Similar study on Qatar population could be useful to understand the effect of
the relation and association between these diseases. Furthermore, such
association studies will have impact on our understanding of relation between
diabetes and cardio-vascular diseases, since advance studies show that type 2
diabetes are at high risk for several cardiovascular disorders such as,
coronary heart disease, stroke, peripheral arterial disease, cardiomyopathy,
and congestive heart failure17. Pharmacogenomics approach to innovate tailored
therapies for this problem could be an answer to mediate a reasonable solution.
However, developing a platform to integrate the data for pharmacogenomics
studies of the number of diabetic patients suffering from breast cancer will be
a challenge.

 

In
our study we are aiming to study 5 significant genetic targets based on their therapeutic
significance and relevance of association with diabetes and breast cancer, namely,
protein-tyrosine phosphatase 1B (PTP1B), Cytochrome P450 2C9 (CYP2C9),
peroxisome proliferator-activated receptors (PPARs), angiotensin-converting
enzyme (ACE) and p62/sequestosome 1 (SQSTM1), which play vital role in the
mechanism of both diseases.

 

A
non-transmembrane protein tyrosine phosphatase, PTP1B, is studied as a negative
regulator of leptin and insulin signaling. Also, it has been considered as an
essential factor in tumorigenesis. PTP1B’s role in inhibiting leptin and
insulin receptors signaling18 makes it one of the vital targets of our
study. PTP1B dephosphorylates insulin receptors (IR) and its substrates (IRS)
in the insulin signaling, whereas in contrary, the tyrosine kinase JAK2 (Janus
Kinase 2) is the prime target of dephosphorylation in leptin signaling. Moreover,
with the recent finding where it was deciphered that dephosphorylation of the
inhibitory Y529 site in Src is operated by PTP1B, it has been speculated that PTP1B
might also play signaling role in cell proliferation19-22. Additionally, in two landmark papers PTP1B was shown to
play a positive role in a mouse model of ErbB2-induced breast cancer23-24, which signifies PTP1B as a signaling stimulant. Hence, considering
the involvement of PTP1B in insulin, leptin and ErbB2 signaling pathways
(Figure 1), it can be put among the potential drug targets in the association
study of diabetes and breast cancer. Its inhibition could bring significant
benefits in the study of ailments such as adult-onset diabetes and cancer.

 

Figure 1:
Representation of the receptor pathways PTP1B is involved in, confirming its
relevance as a potential target of study25.
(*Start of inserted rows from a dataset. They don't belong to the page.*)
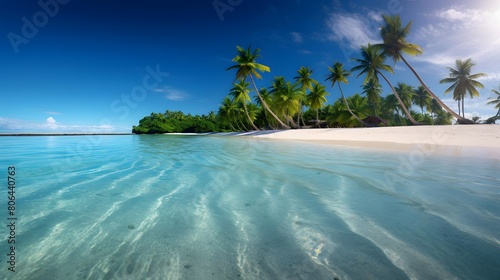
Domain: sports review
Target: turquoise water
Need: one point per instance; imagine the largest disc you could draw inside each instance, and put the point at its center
(177, 207)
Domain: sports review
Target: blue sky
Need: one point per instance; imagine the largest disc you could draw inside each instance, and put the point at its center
(89, 66)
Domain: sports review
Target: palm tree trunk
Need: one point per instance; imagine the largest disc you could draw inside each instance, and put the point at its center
(248, 116)
(463, 106)
(265, 104)
(413, 121)
(298, 114)
(459, 118)
(243, 125)
(349, 109)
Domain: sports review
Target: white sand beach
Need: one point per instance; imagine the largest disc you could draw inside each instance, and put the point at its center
(458, 140)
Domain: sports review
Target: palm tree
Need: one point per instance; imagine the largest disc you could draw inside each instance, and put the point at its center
(240, 94)
(422, 98)
(306, 83)
(463, 82)
(247, 66)
(495, 101)
(405, 92)
(372, 90)
(339, 75)
(371, 64)
(394, 45)
(287, 98)
(266, 96)
(316, 98)
(340, 115)
(390, 108)
(227, 111)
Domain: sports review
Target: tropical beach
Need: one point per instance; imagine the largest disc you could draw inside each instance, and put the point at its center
(477, 140)
(252, 140)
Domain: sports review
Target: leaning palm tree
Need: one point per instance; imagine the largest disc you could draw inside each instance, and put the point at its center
(266, 96)
(227, 112)
(339, 75)
(372, 90)
(463, 82)
(405, 92)
(394, 45)
(316, 98)
(240, 94)
(495, 101)
(306, 83)
(247, 66)
(287, 101)
(422, 98)
(372, 64)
Cytochrome P450 2C9, CYP2C9, is a member of the
cytochrome P450 superfamily of enzymes encoded by gene Cytochrome P450. These
monooxygenases are responsible for the catalysis of reactions entailed in drug
metabolism and synthesis of lipids, steroids, and cholesterol. It plays major
role in the oxidation of endogenous and xenobiotic compounds. CYP2C9 especially
metabolizes docosahexaenoic acid to epoxydocosapentaenoic acids (EDPs), and arachidonic
acid to the eicosatrienoic acid epoxide ( EETs), and eicosapentaenoic acid to
epoxyeicosatetraenoic acids (EEQs)26. Influence of certain EDPs and EEQs in cancer growth
has been indicated in In vitro and in vivo animal models; EPAs and EEQs
contribution in the inhibition of angiogenesis, endothelial cell-proliferation
and cell-migration, and breast metastasis and growth have also been stipulated
in various studies, whereas EETs in contrary have been stated to have
stimulatory effects in these systems27-30. Moreover, epoxyeicosatrienoic acids (EETs) can be
further hydrolyzed to less active diols by the enzyme soluble epoxide hydrolase
(sEH); increasing evidence suggests that inhibition of sEH increases levels of
EETs, which have beneficial effects in metabolic diseases such as diabetes28. Therefore, CYP2C9 may be a
potential therapeutic target to study these disorders.